Current differences in app development on devices and controllers disappear. Devices and controllers will share a common programming environment – offering a unified development and deployment experience.
While SDN is moving from concept to reality, we notice that many deployments which focus on creating new network features interpret the role of the “controller” very pragmatically. In these deployments, the controller is not used as an independent layer of software which abstracts the entire underlying infrastructure as in the traditional view of SDN (see for example ONF’s SDN Definition). The pragmatic approach to network programming simply extends the distributed development environment of the network devices using a set of qualities offered by the controller. Developers move those components of their distributed apps to the controller that benefit from the logical centralization or the enhanced resources (CPU, memory) that a controller typically offers while keeping other components on the network devices. Example use cases fall into the categories of distributed network analytics, DDoS thread mitigation, or routing optimization based on performance measurements. What does this mean for our development environment?
The programming environments of device and controller are coming together, providing a common development and deployment experience. What was once a fully distributed development environment (in case you were used to develop networking features for routers and switches) or a fully centralized development environment (in case you were focused on a controller-only centralized approach) is now a hybrid development environment – combining device and controller functions. In there, the controller offers you packaged and pre-build logically centralized functions, extensions which provide hooks into the functionality of the individual network device, as well as a runtime environment offering capabilities such as high-availability, automatic scaling, and operations support features.
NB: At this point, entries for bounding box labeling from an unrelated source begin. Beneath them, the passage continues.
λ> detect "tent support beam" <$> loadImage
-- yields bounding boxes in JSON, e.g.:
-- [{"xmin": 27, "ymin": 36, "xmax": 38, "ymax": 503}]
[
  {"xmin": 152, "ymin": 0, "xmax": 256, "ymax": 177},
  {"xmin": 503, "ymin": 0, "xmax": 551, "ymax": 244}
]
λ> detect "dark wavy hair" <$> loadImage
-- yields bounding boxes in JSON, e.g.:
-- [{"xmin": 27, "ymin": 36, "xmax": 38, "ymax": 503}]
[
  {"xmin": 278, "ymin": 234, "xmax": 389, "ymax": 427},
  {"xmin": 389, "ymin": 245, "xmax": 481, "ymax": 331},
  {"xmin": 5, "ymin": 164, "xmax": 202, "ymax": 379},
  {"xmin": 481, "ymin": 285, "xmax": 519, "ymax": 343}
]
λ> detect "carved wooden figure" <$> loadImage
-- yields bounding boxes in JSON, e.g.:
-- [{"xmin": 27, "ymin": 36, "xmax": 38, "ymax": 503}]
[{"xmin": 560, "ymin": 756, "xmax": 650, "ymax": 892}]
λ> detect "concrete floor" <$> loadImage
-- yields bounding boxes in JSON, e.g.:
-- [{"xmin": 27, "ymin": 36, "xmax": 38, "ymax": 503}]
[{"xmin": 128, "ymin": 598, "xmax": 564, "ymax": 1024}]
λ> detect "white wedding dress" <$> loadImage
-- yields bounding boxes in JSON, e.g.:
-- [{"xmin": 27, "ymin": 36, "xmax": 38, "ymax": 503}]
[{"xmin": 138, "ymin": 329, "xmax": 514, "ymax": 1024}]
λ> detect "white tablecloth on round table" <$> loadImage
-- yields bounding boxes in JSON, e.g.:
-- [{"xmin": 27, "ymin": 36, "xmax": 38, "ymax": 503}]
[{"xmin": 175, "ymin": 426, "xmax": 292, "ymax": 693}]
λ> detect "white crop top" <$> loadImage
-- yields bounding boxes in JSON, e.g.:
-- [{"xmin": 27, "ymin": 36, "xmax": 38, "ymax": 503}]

Devices offer an equivalent environment local to the device. Now you can make the tradeoff of where you run certain components of your app purely based on the individual needs of the app (e.g. scale, performance), rather than being constrained by the development and deployment environment offered to you.
A common development and deployment experience not only benefits the developer of distributed apps like the ones mentioned above. It also provides additional degrees of freedom to the developer of apps which apply only to a single network element. Those could for example be configuration plugins for Puppet or Chef. An app which would be hosted in a container on the network device itself for one deployment might be hosted on the controller for another deployment. When we develop new networking functions outside the core operating system, we choose to run them at the most appropriate place. The controller becomes a natural extension of the distributed development environment of the network devices. Can we have a common container for network functions spanning the devices and the controller?
Moving forward, the industry will make sure that we don’t constrain the controller to functionality around network wide abstractions and multi-protocol device access. We will complement our SDN ecosystem with an ability to offer a common development and deployment experience across devices and controller. A path worthwhile exploring is to adapt the container concept that we have for operating systems to the needs of network apps.